Yesterday evening I saw a red tail hawk was sitting on a dead stick up in my yard waste pile. Eyes glued to the food scrap pile…waiting. I was waiting too but finally gave up due to boredom and my own hunger. I guess it would be different if I didn’t have the tomato sandwich waiting to be made. I hope she found supper.

Obviously, raccoons don’t like leftovers. I could salvage only a half-dozen ears. They were tasty but I won’t make the waiting mistake again…maybe.

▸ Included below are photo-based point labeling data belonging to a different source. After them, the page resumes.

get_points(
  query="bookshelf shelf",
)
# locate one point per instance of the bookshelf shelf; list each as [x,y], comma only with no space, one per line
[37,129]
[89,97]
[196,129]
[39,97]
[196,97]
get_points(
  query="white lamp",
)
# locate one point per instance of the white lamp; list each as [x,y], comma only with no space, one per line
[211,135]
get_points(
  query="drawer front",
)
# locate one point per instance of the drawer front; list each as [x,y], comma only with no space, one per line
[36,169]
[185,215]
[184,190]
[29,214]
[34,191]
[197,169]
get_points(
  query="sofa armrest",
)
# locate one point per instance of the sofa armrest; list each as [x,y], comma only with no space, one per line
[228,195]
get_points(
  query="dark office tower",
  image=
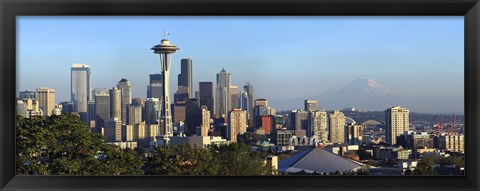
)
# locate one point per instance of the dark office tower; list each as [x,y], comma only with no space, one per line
[185,76]
[152,111]
[311,105]
[91,114]
[233,97]
[154,91]
[134,114]
[27,95]
[138,101]
[206,96]
[249,89]
[102,111]
[154,88]
[115,103]
[155,79]
[80,87]
[193,116]
[299,122]
[67,107]
[222,97]
[126,89]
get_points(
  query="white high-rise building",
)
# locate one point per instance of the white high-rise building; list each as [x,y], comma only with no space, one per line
[318,125]
[165,50]
[337,127]
[396,123]
[116,103]
[205,121]
[237,124]
[46,100]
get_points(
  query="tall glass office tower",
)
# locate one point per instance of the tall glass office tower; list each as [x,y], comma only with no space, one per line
[80,89]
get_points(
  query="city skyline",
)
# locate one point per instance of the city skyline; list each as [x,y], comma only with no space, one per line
[443,62]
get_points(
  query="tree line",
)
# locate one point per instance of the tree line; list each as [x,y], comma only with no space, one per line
[62,145]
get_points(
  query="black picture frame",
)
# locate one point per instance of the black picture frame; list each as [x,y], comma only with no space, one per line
[9,9]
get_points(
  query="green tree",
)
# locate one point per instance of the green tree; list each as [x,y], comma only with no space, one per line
[181,160]
[452,160]
[238,159]
[62,145]
[425,167]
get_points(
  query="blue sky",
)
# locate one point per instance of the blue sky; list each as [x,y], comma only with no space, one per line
[283,57]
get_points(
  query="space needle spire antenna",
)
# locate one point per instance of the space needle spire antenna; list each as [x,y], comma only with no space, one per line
[165,50]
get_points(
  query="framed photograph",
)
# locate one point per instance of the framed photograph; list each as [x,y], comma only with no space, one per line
[267,95]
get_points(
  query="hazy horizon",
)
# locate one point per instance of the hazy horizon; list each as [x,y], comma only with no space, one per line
[286,59]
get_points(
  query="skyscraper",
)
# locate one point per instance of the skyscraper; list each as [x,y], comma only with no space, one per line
[46,100]
[154,90]
[193,115]
[102,110]
[249,89]
[243,101]
[354,134]
[80,88]
[236,124]
[311,105]
[233,91]
[165,50]
[185,76]
[299,122]
[155,79]
[115,103]
[134,114]
[337,127]
[113,130]
[206,96]
[205,121]
[24,95]
[152,110]
[317,125]
[222,98]
[126,89]
[396,123]
[21,108]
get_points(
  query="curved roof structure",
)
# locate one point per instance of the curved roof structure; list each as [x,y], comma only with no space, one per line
[318,160]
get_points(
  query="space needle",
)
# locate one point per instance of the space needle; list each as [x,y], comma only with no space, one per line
[165,50]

Several years ago, my wife and I watched a large female raccoon braving our backyard and puppy dogs while attempting to figure out a way to get to my bird feeders hanging under our deck. My wife and I viewed her activities, enthralled, for fifteen or twenty minutes while using descriptors like cute, engaging, delightful, inventive and the such. She wasn’t nearly as delightful when she broke into our bedroom’s bath, opening the French doors, before trying to make off with the bucket of dry cat food we left there. My wife “engaged” her in a tug of war over the bucket before chasing her off with a snapping bathroom towel. Take that you little bandit-eyed critter!

Luckily, fresh corn is available just about everywhere in the foothills of the Blue Ridge this time of year…my colon might disagree since I’ve eaten it every day since July 1st…too much information? Like most foods homegrown, corn seems to be just a bit sweeter due to the sweat from your brow…hope the little bandit-eyed critters thought so.